Don't confuse the /usr/bin/time
command with the time
bash builtin. You may need to type the full file path /usr/bin/time
(to ask your shell to run the command not the builtin) or type command time
or \time
(thanks to Toby Speight & to Arrow for their comments).
So you might try (RSS being the resident set size)
/usr/bin/time -f "mem=%K RSS=%M elapsed=%E cpu.sys=%S user=%U" python script1.py
You could also try
/usr/bin/time --verbose python script1.py
You are asking:
how much RAM was used as the script was running?

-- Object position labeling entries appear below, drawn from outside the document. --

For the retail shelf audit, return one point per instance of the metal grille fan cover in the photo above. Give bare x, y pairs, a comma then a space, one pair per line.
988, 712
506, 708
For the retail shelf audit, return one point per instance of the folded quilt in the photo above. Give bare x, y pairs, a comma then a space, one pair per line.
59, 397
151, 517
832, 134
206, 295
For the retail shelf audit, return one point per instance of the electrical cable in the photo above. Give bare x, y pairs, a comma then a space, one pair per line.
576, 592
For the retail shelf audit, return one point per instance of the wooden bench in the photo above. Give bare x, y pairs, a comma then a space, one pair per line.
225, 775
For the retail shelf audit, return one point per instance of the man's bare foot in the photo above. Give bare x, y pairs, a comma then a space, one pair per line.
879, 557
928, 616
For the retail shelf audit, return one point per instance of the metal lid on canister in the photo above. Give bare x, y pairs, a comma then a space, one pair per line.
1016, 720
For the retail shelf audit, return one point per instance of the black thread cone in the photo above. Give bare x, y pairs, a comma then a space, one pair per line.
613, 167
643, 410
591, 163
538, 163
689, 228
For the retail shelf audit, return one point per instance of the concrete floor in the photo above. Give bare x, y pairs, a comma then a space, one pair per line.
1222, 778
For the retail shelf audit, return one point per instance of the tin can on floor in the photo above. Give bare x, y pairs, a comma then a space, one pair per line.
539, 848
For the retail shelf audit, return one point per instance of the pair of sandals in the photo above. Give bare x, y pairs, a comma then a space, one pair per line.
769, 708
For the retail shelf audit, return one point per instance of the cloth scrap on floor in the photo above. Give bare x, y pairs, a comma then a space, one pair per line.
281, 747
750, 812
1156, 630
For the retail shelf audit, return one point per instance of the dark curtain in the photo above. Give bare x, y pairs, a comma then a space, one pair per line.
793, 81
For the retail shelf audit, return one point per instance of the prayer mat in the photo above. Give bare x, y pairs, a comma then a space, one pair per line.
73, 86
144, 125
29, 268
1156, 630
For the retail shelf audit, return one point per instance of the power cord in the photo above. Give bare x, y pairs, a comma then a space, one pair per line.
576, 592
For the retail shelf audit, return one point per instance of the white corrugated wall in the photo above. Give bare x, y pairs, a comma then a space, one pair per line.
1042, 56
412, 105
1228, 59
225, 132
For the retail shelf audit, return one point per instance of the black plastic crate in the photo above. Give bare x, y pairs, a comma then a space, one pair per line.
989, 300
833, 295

and this shows a misconception from your part. Application programs running on Linux (or any modern multi-process operating system) are using virtual memory, and each process (including the python
process running your script) has its own virtual address space. A process don't run directly in physical RAM, but has its own virtual address space (and runs in it), and the kernel implements virtual memory by sophisticated demand-paging using lazy copy-on-write techniques and configures the MMU. The RAM is a physical device and resource used -and managed internally by the kernel- to implement virtual memory (read also about the page cache and about thrashing).
You may want to spend several days understanding more about operating systems. I recommend reading Operating Systems : Three Easy Pieces which is a freely downloadable book. The RAM is used by the entire operating system (not -directly- by individual processes) and the actual pages in RAM for a given process can vary during time (and could be somehow shared with other processes). Hence the RAM consumption of a given process is not well defined since it is constantly changing (you may want its average, or its peak value, etc...), and likewise for the size of its virtual address space.
You could also use (especially if your script runs for several seconds) the top(1) utility (perhaps in some other terminal), or ps(1) or pmap(1) -maybe using watch(1) to repeat that ps
or pmap
command. You could even use directly /proc/
(see proc(5)...)
perhaps as watch cat /proc/$(pidof python)/status
or /proc/$(pidof python)/stat
or /proc/$(pidof python)/maps
etc...
But RAM usage (by the kernel for some process) is widely varying with time for a given process (and even its virtual address space is changing, e.g. by calls to mmap(2) and munmap
used by ld-linux(8), dlopen(3), malloc(3) & free
and many other functions needed to your Python interpreter...).
You could also use strace(1) to understand the system calls done by Python for your script (so you would understand how it uses mmap
& munmap
and other syscalls(2)). You might restrict strace
with -e trace=%memory
or -e trace=memory
to get only memory (i.e. virtual address space) related system calls.
BTW, the tracemalloc Python feature could be also useful.
I guess that you only care about virtual memory, that is about virtual address space (but not about RAM), used by the Python interpreter to run your Python script. And that is changing during execution of the process. The RSS (or the maximal peak size of the virtual address space) could actually be more useful to know.